Outre cette expérience des mauvais succès qu’ont eu les réflexions précipitées, nous avons d’autres motifs de nous en abstenir. Comme l’inspection attentive & réfléchie de notre globe nous promet une multitude infinie de lumieres & de connoissances absolument neuves, un observateur qui commence à donner un ensemble systématique à la petite portion de faits qu’il a recueillis, semble regarder comme inutiles toutes les découvertes qu’on a lieu de se promettre de ceux qui partageront son travail, ou se flater d’avoir assez de pénétration pour se passer des éclaircissemens qu’ils pourroient lui offrir.

Nous croyons aussi que l’observateur doit être en garde contre toute prévention, toutes vûes fixes & dépendantes d’un système déjà concerté : car dans ce cas, on interprete les faits suivant ce plan ; on glisse sur les circonstances qui sont peu compatibles avec les principes favoris, & l’on étend au contraire celles qui paroissent y convenir.

Nous ne prétendons pas cependant qu’on observe sans dessein & sans vûes : il n’est pas possible que le spectacle de la nature ne fasse naître une infinité de réflexions très-solides à un observateur qui a de la sagacité, & qui s’est instruit avec exactitude des découvertes de ceux qui l’ont précédé, même de leurs idées les plus bizarres : nous convenons que l’on peut avoir un objet déterminé dans ses recherches, mais avec une sincere disposition de l’abandonner dès que la nature se déclarera contre le parti que l’on avoit embrassé provisionnellement. Ainsi on ne se bornera pas à un phénomene isolé, mais on en recherchera toutes les circonstances ; on les détaillera avec ce zele de discussion qu’inspire le desir de trouver la correspondance que ce phénomene peut avoir avec d’autres. Quoique nous condamnions cette indiscrete précipitation de bâtir en observant, nous ne voulons pas qu’on oublie que les matériaux qu’on rassemble doivent naturellement entrer dans un édifice.

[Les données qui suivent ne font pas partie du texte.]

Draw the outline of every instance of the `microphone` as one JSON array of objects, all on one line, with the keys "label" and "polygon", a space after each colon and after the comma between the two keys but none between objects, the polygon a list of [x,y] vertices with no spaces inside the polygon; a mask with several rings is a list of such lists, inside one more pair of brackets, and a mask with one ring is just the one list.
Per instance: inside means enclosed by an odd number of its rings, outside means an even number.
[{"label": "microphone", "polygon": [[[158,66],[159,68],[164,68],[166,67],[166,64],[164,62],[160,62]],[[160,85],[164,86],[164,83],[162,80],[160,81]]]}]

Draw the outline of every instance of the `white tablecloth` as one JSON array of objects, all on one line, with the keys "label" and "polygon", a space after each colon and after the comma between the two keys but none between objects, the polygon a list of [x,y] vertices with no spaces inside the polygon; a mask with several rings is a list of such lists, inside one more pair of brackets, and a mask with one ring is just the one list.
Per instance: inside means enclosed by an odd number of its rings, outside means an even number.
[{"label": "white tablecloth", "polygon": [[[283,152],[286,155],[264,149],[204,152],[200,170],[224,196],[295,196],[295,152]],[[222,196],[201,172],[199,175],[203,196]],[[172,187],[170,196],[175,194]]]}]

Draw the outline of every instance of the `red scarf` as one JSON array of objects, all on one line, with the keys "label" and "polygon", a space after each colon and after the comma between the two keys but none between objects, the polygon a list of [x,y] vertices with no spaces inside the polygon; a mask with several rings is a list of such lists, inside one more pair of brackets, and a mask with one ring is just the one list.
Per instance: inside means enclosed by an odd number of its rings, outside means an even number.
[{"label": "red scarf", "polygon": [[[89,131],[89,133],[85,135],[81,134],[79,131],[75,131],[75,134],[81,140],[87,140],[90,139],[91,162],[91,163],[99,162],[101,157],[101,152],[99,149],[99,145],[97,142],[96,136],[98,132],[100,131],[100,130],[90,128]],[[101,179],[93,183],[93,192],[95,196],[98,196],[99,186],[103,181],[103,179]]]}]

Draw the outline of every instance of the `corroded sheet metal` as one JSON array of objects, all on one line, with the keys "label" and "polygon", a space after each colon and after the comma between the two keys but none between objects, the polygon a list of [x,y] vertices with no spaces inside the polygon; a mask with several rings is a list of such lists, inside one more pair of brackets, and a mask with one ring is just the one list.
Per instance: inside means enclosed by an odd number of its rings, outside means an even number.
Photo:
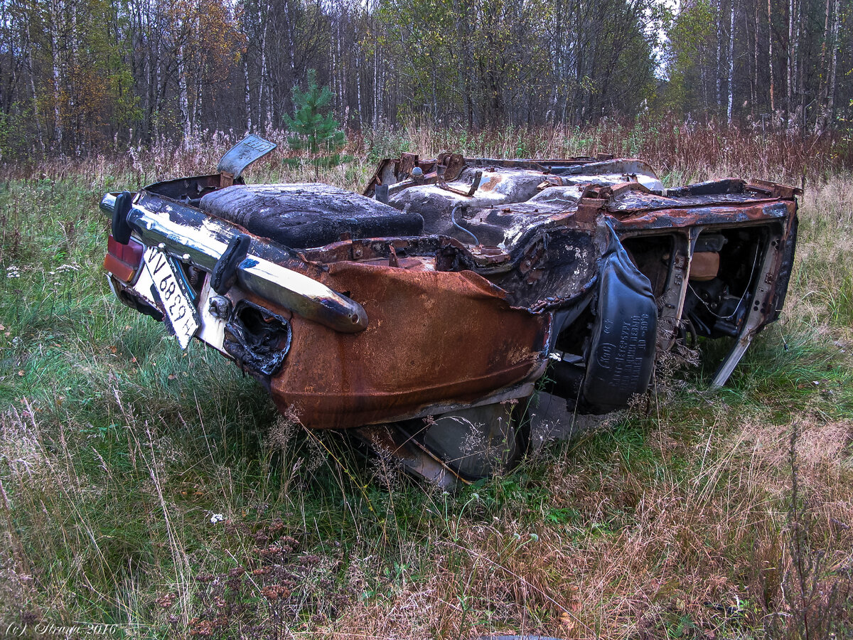
[{"label": "corroded sheet metal", "polygon": [[273,399],[308,427],[345,428],[472,403],[541,370],[550,318],[513,309],[471,271],[412,271],[339,262],[322,278],[358,300],[367,329],[344,335],[293,318]]}]

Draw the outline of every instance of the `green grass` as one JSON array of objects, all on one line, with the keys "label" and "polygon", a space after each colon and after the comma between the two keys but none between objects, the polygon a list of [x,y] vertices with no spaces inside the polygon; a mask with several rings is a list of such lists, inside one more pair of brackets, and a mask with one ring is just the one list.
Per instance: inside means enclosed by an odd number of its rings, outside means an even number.
[{"label": "green grass", "polygon": [[850,632],[850,177],[807,196],[783,319],[726,388],[707,389],[726,345],[703,345],[706,365],[630,410],[447,494],[288,422],[113,299],[98,200],[157,171],[0,183],[0,628],[757,638],[805,637],[806,615],[811,637]]}]

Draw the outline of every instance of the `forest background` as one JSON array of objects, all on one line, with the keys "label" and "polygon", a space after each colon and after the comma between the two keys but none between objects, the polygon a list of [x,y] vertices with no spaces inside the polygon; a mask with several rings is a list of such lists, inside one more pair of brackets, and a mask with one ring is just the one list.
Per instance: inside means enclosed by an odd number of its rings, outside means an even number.
[{"label": "forest background", "polygon": [[849,138],[849,0],[0,0],[0,160],[283,126],[715,119]]}]

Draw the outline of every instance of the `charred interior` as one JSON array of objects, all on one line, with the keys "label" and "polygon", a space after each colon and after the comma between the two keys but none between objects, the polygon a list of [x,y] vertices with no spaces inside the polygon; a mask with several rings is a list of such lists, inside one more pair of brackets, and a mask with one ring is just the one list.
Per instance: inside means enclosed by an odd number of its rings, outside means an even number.
[{"label": "charred interior", "polygon": [[537,389],[572,412],[626,406],[687,335],[737,339],[723,384],[777,317],[793,255],[798,189],[664,189],[637,160],[403,154],[363,195],[226,169],[105,197],[119,299],[180,334],[148,264],[161,252],[195,337],[282,410],[432,479],[510,465]]}]

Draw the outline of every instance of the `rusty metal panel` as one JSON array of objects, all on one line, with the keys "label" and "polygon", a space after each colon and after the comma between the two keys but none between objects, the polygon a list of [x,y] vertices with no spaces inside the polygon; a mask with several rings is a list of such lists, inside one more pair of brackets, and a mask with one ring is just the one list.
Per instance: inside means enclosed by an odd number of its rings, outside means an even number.
[{"label": "rusty metal panel", "polygon": [[342,262],[322,282],[358,300],[370,323],[345,335],[293,317],[290,355],[271,391],[306,426],[358,427],[473,402],[525,380],[544,358],[549,317],[511,308],[471,271]]}]

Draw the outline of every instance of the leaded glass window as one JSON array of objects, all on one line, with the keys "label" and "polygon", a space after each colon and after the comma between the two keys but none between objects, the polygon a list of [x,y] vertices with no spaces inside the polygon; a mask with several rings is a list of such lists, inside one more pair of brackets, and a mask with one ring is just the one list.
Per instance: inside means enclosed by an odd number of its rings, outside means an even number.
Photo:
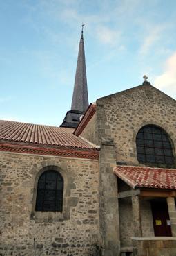
[{"label": "leaded glass window", "polygon": [[139,162],[173,165],[172,146],[166,133],[161,128],[148,125],[142,127],[136,137]]},{"label": "leaded glass window", "polygon": [[36,211],[62,212],[63,180],[55,171],[46,171],[39,178]]}]

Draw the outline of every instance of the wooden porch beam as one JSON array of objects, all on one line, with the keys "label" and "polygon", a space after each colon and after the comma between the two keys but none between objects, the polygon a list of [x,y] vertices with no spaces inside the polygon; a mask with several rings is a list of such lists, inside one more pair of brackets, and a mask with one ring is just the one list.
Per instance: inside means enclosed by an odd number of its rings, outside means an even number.
[{"label": "wooden porch beam", "polygon": [[176,191],[141,190],[140,196],[143,197],[176,197]]},{"label": "wooden porch beam", "polygon": [[140,194],[139,189],[133,189],[133,190],[128,190],[124,191],[124,192],[118,193],[117,197],[118,198],[124,198],[126,197],[130,197],[133,196],[138,196]]}]

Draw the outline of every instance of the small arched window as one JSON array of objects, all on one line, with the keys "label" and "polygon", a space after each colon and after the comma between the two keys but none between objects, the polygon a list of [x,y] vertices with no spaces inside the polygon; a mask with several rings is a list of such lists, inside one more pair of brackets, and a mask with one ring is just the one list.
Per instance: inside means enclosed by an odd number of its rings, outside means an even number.
[{"label": "small arched window", "polygon": [[56,171],[46,171],[38,180],[36,211],[62,212],[63,180]]},{"label": "small arched window", "polygon": [[167,133],[161,128],[142,127],[136,137],[137,160],[141,163],[173,165],[174,157]]}]

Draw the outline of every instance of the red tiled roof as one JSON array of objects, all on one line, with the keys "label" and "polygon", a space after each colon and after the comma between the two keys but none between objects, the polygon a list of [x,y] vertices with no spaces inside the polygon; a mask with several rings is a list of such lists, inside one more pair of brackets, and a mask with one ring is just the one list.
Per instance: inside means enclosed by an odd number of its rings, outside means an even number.
[{"label": "red tiled roof", "polygon": [[113,173],[133,189],[176,189],[176,169],[117,166]]},{"label": "red tiled roof", "polygon": [[25,142],[36,145],[59,146],[69,148],[95,149],[70,132],[71,129],[0,120],[0,142]]}]

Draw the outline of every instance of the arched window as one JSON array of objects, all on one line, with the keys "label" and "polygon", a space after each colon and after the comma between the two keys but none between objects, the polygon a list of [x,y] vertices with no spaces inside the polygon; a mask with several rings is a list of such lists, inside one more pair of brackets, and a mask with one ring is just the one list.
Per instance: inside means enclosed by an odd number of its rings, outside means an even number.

Telles sont les vûes par lesquelles on peut se guider dans l’examen réfléchi des faits. mais que doit-on voir dans les dehors de notre globe ? à quoi doit-on s’attacher d’abord ? Je répons qu’il faut s’attacher aux configurations extérieures, aux formes apparentes : ainsi l’on saisira d’abord la forme des continens, des mers, des montagnes, des couches, des fossiles ; & à-mesure qu’on parcourra un plus grand nombre de ces objets, ces formes venant à s’offrir plus ou moins fréquemment à nos regards, elles produiront dans notre esprit des impressions durables, des caracteres reconnoissables qui ne nous échapperont plus, & qui nous donneront les premieres idées de la régularité de toutes ces choses. Nous tiendrons un compte exact des circonstances & des lieux où elles s’annonceront ; & enfin nous serons, par une suite de la même attention, en état de remarquer les variétés & toutes leurs dépendances.

L’examen de ces variétés réitéré & porté sur une multitude d’objets qu’on trouve sous ses pas lorsqu’on fait voir, nous fera distinguer aisément le caractere propre d’une configuration d’avec les circonstances accessoires. On discute avec bien plus d’avantage l’étendue des effets & même la combinaison des causes, lorsque l’on peut décider ce qu’elles admettent constamment, ce qu’elles négligent quelquefois, & ce qu’elles excluent toûjours.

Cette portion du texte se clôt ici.